Fig 1 shows the numbers (%) of referred children, with completed data, numbers (%) eventually diagnosed with autism and numbers (%) with evidence of additional neurodivergence.

https://doi.org/10.1371/journal.pone.0296077.g001

Of all records examined, 78.9% met the diagnostic criteria for autism and were given a diagnosis. Younger children were significantly more likely to be diagnosed with autism than their older peers (p = 0.028).

In total 62.3% (n = 71) of participants had completed FTF or FTF-T questionnaires available for analysis in their case notes. There was no statistical difference between the with-questionnaire and without-questionnaire groups in terms of recorded demographics. Of the with-questionnaires group, 88.7% (n = 64) of children with a completed questionnaire attracted a clinical diagnosis of autism and 71.8% (n = 51) had scores greater than the median in at least one additional neurotype group. The percentage of children with one or more indicated neurotypes was highest in the two-to-five-year age group although this may have been an effect of sex.

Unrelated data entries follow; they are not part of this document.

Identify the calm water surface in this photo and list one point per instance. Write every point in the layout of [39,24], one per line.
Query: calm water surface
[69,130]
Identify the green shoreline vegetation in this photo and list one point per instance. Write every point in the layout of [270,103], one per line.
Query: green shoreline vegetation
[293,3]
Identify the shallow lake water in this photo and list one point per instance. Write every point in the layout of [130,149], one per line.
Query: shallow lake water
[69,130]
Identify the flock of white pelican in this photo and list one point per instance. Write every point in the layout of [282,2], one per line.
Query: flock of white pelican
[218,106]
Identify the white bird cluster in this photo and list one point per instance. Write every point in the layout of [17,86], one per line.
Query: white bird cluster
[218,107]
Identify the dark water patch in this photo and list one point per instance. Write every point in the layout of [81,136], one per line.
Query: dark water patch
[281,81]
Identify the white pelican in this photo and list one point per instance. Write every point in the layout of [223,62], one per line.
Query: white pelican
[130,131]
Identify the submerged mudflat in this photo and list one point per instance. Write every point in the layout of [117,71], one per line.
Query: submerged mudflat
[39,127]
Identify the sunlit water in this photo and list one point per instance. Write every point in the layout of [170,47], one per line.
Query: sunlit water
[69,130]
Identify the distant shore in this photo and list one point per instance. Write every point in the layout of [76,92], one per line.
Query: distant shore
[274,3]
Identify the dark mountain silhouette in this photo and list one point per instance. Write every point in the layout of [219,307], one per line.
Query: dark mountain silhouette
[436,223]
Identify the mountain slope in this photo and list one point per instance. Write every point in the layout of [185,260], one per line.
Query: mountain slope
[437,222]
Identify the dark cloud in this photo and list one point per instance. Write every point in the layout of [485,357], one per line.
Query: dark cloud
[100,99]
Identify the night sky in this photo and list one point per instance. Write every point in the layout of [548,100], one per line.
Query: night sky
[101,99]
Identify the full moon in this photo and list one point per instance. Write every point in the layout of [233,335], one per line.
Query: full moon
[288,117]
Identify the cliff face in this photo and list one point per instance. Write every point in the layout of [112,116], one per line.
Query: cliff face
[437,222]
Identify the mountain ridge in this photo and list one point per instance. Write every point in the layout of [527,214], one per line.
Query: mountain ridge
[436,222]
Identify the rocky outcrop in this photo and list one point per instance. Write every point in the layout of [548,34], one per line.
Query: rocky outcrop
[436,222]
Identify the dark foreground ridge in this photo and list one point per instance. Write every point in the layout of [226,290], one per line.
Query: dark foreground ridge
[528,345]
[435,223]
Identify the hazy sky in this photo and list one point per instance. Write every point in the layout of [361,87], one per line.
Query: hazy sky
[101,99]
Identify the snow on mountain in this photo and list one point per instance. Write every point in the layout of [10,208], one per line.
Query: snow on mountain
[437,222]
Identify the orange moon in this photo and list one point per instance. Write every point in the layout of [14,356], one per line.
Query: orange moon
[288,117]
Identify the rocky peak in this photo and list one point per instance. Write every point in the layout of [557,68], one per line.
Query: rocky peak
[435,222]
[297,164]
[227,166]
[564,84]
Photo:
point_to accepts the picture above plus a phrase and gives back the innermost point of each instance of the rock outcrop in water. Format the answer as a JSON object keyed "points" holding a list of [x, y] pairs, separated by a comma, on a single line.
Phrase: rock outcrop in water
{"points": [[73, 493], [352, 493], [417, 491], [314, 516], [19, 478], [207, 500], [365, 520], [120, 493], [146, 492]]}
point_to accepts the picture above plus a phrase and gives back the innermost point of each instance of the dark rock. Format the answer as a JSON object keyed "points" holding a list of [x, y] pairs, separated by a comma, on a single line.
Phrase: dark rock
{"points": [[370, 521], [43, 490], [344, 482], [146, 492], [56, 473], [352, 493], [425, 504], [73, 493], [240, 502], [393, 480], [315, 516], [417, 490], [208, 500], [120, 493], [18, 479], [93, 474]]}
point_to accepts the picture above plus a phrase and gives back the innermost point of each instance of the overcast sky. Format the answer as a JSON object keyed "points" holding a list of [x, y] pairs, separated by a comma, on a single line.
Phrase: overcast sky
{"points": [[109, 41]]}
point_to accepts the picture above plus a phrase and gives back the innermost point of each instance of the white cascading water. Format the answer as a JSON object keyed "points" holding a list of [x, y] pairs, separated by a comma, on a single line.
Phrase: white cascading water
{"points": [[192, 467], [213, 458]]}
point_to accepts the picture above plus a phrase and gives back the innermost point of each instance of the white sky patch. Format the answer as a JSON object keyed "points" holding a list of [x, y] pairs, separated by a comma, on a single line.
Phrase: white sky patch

Of the children who attracted a diagnosis of autism and had a completed questionnaire (n = 63), 76.2% (n = 48) had questionnaire evidence of one or more additional neurotypes (see Fig 2): 55.6% (n = 35) had evidence of a possible ADHD-like neurotype; 52.4% (n = 33) had indications or a neurotype on the motor domain; and 36.5% (n = 23) had indications of a possible learning difficulty or disability. As can be seen from Fig 2, these additional neurotypes overlapped with each other as well as with autism.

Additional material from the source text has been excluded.